Currently, image copy–move forgery issues have brought increasingly serious problems to the social fields. Many research have been devoted to address the image copy–move forgery issues. However, image copy–move forgery detection (CMFD) is still a challenging problem to image forensics. This paper proposes a coarse-to-fine detection method fusing the superiorities of both keypoint-based and block-based methods. The fusion method gets good geometric invariances of keypoint-based methods and good matching robustness with the invariant moment of block-based methods.
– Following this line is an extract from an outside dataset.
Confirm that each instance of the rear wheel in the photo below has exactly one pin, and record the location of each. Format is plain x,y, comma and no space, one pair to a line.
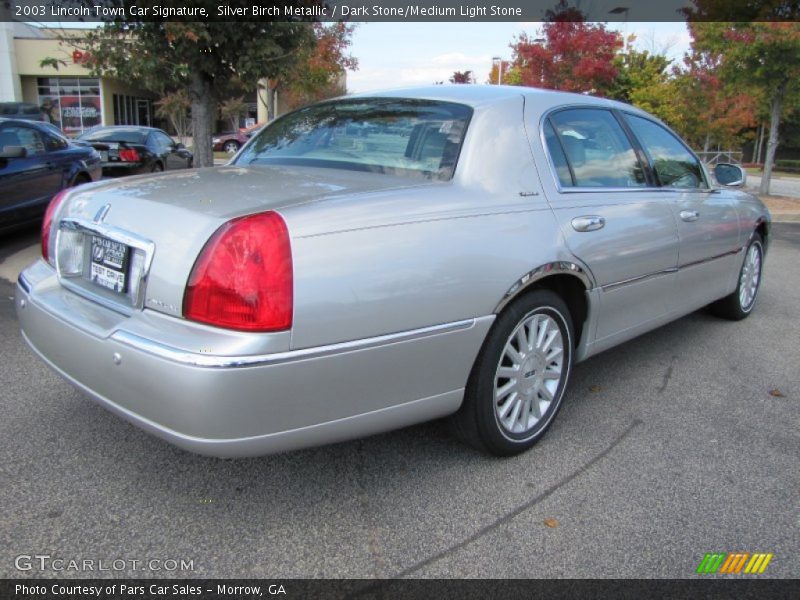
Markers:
518,380
740,303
In the coarse detection stage, a robust SIFT descriptor is used to extract the candidate keypoints, and then the 2NN test is applied to match the suspicious keypoint couples. The proposed three-pass filtering relying on the Euclidean distance, scaling coefficient ratio, and correlation coefficient of block-based features, remove the false-positive outlier couples. Finally, the scaling coefficient ratio statistics of the remaining keypoint couples get the scaling coefficient ratio between the size of copied/pasted or pasted/copied snippets. In the fine detection stage, the block-based thought relying on the scaling coefficient ratio uses the DAFMT to extract the block-based features of multiple scaling levels. Subsequently, LSH is presented to classify block features and finally indicate the fine forgery snippets. Finally, the morphological operations are presented to indicate the forgery accurately. The benchmark IMD and CoMoFoD image copy–move datasets are used to measure the performances between the proposed fusion method and the state-of-the-art CMFD methods. The numerous experimental results demonstrate that the proposed fusion method achieves nearly the best performances to resist various attacks, especially large-scaling attacks, among the compared state-of-the-art methods.